Initially, I thought the future story was the more interesting, especially as it had more action in it, but over time I changed my mind. The plot focused on the past retains that sense of mystery regarding Umbrella that the games had and the characters all have time to grow. The future plot begins to drag and slowly starts to feel like an addition made to have some action, which is fine, but it isn’t enough to retain interest.


These two stories are intertwined with skips between both over the course of the episodes, and this is certainly where the biggest issue arises. This is especially apparent in the initial episodes. The way these two plots mix feels rushed in the beginning and it takes the watcher away from what is happening. It feels like there was too much pressure to get the setting sorted as fast as possible and it certainly hurts the experience. However, this issue does get resolved to a degree in the later episodes. It’s still not great, but there it’s passable.



The show spends more time bringing forwards new mysteries and all of them culminate in a finale that both open up a season 2 and answers everything the audience needed to be answered. I should also mention something, this dhows plot is based on the game's universe, at least to a degree, not the films. This is important as it helps with some of the initial confusion. However, a fantastic plot is nothing if the actors can’t deliver.
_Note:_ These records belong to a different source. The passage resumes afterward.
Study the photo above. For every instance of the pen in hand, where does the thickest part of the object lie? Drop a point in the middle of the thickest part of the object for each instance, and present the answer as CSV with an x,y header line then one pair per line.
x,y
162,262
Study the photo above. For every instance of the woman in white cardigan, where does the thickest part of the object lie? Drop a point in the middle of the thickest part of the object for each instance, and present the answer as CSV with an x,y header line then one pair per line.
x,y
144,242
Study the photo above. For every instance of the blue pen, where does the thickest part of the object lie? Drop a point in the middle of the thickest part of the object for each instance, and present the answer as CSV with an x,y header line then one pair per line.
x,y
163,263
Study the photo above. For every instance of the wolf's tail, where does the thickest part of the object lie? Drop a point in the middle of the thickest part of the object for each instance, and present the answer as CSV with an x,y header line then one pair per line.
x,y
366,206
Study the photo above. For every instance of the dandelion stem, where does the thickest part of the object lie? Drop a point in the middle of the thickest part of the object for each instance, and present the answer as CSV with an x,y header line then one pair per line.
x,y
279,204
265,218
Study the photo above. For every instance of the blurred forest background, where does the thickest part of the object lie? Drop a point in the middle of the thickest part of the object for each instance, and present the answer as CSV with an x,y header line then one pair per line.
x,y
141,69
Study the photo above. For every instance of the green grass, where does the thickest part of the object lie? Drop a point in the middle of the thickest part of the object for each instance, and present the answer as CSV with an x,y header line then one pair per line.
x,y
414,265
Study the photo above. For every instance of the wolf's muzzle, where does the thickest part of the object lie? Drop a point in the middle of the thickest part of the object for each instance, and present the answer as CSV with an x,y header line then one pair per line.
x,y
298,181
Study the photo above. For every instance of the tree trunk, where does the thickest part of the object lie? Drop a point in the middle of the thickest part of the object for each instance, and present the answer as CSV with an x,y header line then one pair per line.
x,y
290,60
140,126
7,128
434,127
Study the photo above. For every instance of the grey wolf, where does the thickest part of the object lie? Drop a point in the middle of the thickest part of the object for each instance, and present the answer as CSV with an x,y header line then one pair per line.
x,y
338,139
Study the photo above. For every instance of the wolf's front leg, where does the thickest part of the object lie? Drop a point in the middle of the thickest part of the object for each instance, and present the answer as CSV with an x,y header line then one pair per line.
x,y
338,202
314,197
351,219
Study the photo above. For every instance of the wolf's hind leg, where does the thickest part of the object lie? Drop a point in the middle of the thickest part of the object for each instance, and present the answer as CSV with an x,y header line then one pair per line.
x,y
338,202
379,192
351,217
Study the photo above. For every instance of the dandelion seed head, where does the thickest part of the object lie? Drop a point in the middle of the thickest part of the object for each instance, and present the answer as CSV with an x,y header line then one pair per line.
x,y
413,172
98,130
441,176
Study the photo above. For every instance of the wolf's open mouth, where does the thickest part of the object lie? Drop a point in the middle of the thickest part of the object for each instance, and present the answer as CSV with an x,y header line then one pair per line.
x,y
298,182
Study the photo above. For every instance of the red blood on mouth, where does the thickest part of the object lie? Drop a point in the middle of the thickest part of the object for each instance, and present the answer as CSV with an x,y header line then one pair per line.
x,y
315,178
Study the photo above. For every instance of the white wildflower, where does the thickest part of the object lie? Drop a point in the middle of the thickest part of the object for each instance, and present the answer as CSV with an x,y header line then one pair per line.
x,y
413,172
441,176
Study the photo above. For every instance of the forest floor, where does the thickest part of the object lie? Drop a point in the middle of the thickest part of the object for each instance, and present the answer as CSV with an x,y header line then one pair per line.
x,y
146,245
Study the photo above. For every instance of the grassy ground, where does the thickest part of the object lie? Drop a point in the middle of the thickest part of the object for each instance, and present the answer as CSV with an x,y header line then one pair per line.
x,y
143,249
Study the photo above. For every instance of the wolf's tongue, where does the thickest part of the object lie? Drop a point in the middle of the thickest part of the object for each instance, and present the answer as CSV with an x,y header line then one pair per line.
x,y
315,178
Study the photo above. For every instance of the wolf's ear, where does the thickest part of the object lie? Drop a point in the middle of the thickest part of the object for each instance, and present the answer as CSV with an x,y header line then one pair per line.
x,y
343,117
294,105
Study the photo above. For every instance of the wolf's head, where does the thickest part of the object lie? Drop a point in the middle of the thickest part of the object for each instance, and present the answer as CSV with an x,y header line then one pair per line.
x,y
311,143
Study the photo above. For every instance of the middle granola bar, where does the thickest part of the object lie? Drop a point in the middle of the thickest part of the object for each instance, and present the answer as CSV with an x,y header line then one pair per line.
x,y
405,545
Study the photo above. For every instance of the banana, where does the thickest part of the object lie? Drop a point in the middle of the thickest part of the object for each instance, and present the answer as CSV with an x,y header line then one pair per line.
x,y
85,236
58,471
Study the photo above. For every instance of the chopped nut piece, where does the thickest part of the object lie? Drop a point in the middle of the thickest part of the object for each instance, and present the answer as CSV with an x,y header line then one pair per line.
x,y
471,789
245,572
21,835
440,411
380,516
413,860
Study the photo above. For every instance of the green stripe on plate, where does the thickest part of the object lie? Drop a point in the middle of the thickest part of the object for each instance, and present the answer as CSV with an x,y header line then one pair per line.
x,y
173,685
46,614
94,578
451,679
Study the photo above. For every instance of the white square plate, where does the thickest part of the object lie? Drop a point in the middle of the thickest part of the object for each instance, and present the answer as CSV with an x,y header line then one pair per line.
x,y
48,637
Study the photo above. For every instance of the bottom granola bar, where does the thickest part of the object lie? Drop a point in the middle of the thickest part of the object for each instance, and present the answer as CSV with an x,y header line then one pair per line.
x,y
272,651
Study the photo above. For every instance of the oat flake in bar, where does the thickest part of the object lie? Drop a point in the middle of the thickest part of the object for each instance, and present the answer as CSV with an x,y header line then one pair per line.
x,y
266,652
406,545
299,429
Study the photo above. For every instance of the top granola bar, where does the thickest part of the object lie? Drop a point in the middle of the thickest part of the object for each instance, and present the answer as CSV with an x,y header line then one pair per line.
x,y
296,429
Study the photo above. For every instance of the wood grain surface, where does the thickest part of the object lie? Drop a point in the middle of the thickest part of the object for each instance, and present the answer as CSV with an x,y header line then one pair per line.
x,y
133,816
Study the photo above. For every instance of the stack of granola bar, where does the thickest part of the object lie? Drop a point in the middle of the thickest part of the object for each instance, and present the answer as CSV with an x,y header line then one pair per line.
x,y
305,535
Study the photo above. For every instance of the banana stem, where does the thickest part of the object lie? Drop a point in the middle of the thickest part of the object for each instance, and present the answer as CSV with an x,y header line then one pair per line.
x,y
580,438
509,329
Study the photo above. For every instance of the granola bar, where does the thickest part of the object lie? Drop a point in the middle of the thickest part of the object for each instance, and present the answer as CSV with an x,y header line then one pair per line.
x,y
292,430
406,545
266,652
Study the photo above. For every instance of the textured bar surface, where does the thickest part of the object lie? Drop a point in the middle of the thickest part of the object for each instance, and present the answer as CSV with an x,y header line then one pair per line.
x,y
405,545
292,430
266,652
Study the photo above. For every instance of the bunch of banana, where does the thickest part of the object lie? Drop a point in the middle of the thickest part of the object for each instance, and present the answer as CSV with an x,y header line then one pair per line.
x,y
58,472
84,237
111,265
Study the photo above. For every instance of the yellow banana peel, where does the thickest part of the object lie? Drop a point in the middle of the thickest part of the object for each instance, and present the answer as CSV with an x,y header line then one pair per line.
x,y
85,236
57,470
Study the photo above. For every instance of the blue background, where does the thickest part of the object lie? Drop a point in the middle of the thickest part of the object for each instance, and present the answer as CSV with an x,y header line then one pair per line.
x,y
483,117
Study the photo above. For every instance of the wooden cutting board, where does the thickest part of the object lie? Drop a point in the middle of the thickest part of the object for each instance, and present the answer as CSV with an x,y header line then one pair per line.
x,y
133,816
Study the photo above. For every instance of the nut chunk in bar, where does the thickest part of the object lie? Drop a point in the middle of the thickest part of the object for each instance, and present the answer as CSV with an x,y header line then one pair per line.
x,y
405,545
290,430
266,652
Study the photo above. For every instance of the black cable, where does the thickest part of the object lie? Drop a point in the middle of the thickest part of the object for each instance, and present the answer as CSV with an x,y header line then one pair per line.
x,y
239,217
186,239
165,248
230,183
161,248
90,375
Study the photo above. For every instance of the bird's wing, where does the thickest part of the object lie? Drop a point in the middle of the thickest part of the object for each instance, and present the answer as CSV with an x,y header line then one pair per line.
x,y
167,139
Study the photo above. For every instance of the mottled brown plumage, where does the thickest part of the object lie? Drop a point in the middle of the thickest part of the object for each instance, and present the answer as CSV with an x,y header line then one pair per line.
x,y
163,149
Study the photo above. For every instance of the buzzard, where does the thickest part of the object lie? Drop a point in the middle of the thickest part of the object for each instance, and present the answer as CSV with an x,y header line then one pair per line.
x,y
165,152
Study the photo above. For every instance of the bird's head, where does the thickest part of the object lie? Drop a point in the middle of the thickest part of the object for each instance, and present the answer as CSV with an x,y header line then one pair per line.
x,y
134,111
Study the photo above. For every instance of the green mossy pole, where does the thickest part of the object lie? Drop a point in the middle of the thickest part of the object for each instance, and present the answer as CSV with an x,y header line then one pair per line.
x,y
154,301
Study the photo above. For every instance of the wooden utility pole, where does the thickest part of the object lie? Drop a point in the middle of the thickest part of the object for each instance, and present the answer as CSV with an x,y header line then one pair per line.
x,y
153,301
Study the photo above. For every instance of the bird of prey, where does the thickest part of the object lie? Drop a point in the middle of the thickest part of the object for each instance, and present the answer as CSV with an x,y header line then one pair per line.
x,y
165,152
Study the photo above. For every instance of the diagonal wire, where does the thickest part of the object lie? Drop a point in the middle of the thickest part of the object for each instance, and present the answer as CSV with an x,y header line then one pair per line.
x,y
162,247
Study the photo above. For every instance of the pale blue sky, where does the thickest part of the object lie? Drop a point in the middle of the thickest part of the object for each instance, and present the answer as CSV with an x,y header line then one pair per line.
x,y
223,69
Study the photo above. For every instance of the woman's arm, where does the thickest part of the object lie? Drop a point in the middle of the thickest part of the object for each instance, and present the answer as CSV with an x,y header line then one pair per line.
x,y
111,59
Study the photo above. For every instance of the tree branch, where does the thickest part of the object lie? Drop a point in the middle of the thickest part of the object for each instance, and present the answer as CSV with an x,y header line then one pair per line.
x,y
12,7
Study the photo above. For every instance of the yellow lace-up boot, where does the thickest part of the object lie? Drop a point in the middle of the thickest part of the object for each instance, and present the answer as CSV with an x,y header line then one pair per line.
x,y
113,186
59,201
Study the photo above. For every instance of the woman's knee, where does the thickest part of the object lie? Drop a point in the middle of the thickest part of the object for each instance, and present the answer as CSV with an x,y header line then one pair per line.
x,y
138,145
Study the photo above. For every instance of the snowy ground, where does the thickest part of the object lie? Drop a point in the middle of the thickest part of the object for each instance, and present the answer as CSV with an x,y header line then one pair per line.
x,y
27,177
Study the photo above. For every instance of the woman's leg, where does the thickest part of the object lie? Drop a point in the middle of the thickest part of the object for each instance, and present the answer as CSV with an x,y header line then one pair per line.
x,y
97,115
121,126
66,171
The performances here are amazing, and no I am not being overly gushy. The stand-out is easily Lance Reddick as Albert who, throughout the show, gets to expand himself from the ‘creepy powerful’ guy many know him for. I know some people will make the classic complaint regarding casting. I just want to tell you that he is fantastic, hands down. He manages to come across as a varied retelling of a character who, let's be honest, wasn’t exactly fantastically written in the games. This isn’t Albert Wesker as you know him, trust me on that.


Outside of Lance the two teenage Wesker's, played by Sien Agudong and Tamara Smart, were great as well. Sien Agudong especially manages to convey terror and confusion fantastically. It never feels forced and her reactions all come across as realistic. Their adult actors, Ella Balinska and Adeline Rudolph, have their moments but honestly, there is less for them to do in regards to character. However, saying that Ella has some great emotional moments in the later episodes that really hit me hard.



The side characters vary in how good they are and many of the teenage actors are passable, for the most part. Paola Nunez performs the role of Umbrella’s head, Evelyn Marcus, fantastically and manages to convey manic insanity with cold calculation in a way that makes you hate her (in a good way). Also, Turlough Convery’s performance as the Umbrella agent is amazing and one sequence in particular (if you ever watched the animated movies) has to be seen to be believed.


However, it isn’t all perfect and there are certainly issues here that need to be addressed. Firstly, some of the teenage sequences become a bit difficult to believe, especially the teenage hacker able to break any security he finds. It’s fine in theory and it gets the plot along, but the biggest issue is his constant flirting. He does it so often, and at the worst times that it really grates the nerves and takes away from the situation.


Look, I get the fear about any adaptation taking just the name from a series. Initially, this felt like it was doing just that and I hated it for the first couple of episodes. However, while it isn’t perfect there is something here that might be a great addition and it does get better. It has issues certainly and is by no means perfect, but if you are turning away simply due to whatever the hell “forced representation’ is then you are missing something. Give it a try, but don’t give up straight away because even some of the complaints about cannon are explained away. Also, there’s a guy with a sack on his head and a chainsaw. Just putting that out there.